Back then, data storage was viewed as basic plumbing and received little press. Fast forward 25 years and, with the amount of electronic data now doubling every two years, storage is one of the most exciting areas in IT! Case in point – I walked the show floor at VMworld 2014 in San Francisco and found that the vast majority of products, demos and talks revolved around storage software and systems.
So, outside of raw data growth, what are the key drivers of innovation in storage today? I believe they are the emergence of cloud-based IT, the agility of software-defined storage, and the disruptive nature of flash storage and other forms of non-volatile memory.

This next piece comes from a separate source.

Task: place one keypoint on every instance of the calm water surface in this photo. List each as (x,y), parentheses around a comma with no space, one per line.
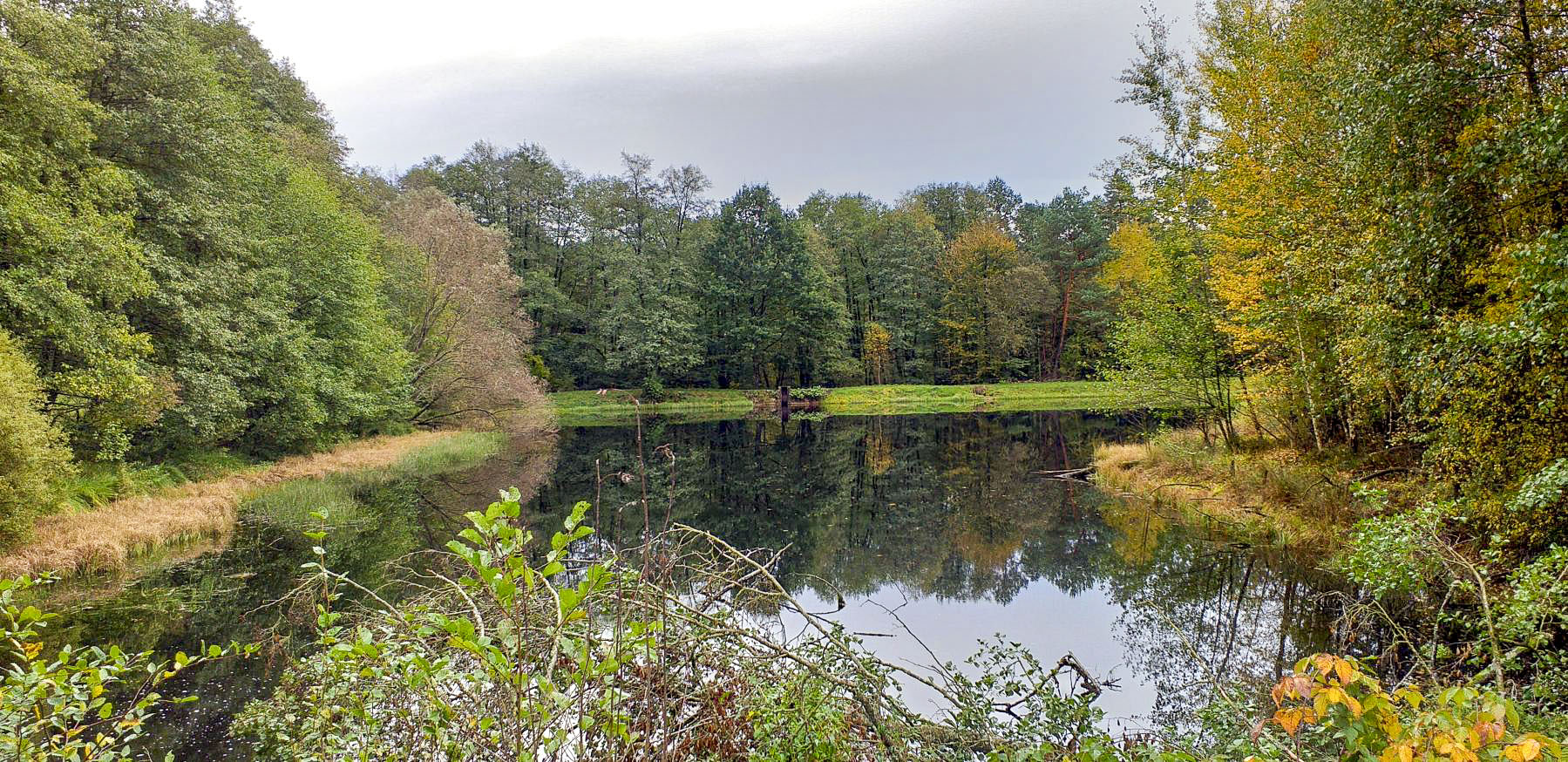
(940,518)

Cloud-based IT builds on the hardware virtualization provided by hyper visors such as VMware ESXi, Microsoft Hyper-V, and Linux KVM, as well as the OS virtualization provided by container solutions like Docker and Rocket. Layered on top of this virtualization technology is an orchestration service for provisioning, monitoring and managing virtualized servers and applications. This basic architecture applies to both private and public cloud environments.

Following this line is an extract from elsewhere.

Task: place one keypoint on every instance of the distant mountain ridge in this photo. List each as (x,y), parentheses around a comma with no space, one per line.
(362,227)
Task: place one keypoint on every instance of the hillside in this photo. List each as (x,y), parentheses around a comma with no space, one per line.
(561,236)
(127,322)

Cloud-based IT places unique requirements on the storage software and systems that store virtual machines (VMs) and their associated virtual disks (VDs). First, to integrate with orchestration services, these storage solutions must provide REST-based APIs or similar mechanisms for automating all facets of storage management. Second, because multiple VMs and VDs can reside on a single block storage device or NAS share, these storage solutions must be able to both interpret VM and VD formats and track I/Os associated with a given VD in order to provide per VM and per VD management and performance monitoring. This capability is often referred to as being “VM-aware.” Finally, because having multiple VDs reside on a single block device or NAS share greatly increases both the intensity and randomness of I/Os observed by that device or share, these storage solutions must deliver high IOPS and low latency. This interleaving of VM I/Os is often referred to as the “I/O blender effect” and is where flash storage can come to the rescue, as I’ll discuss later.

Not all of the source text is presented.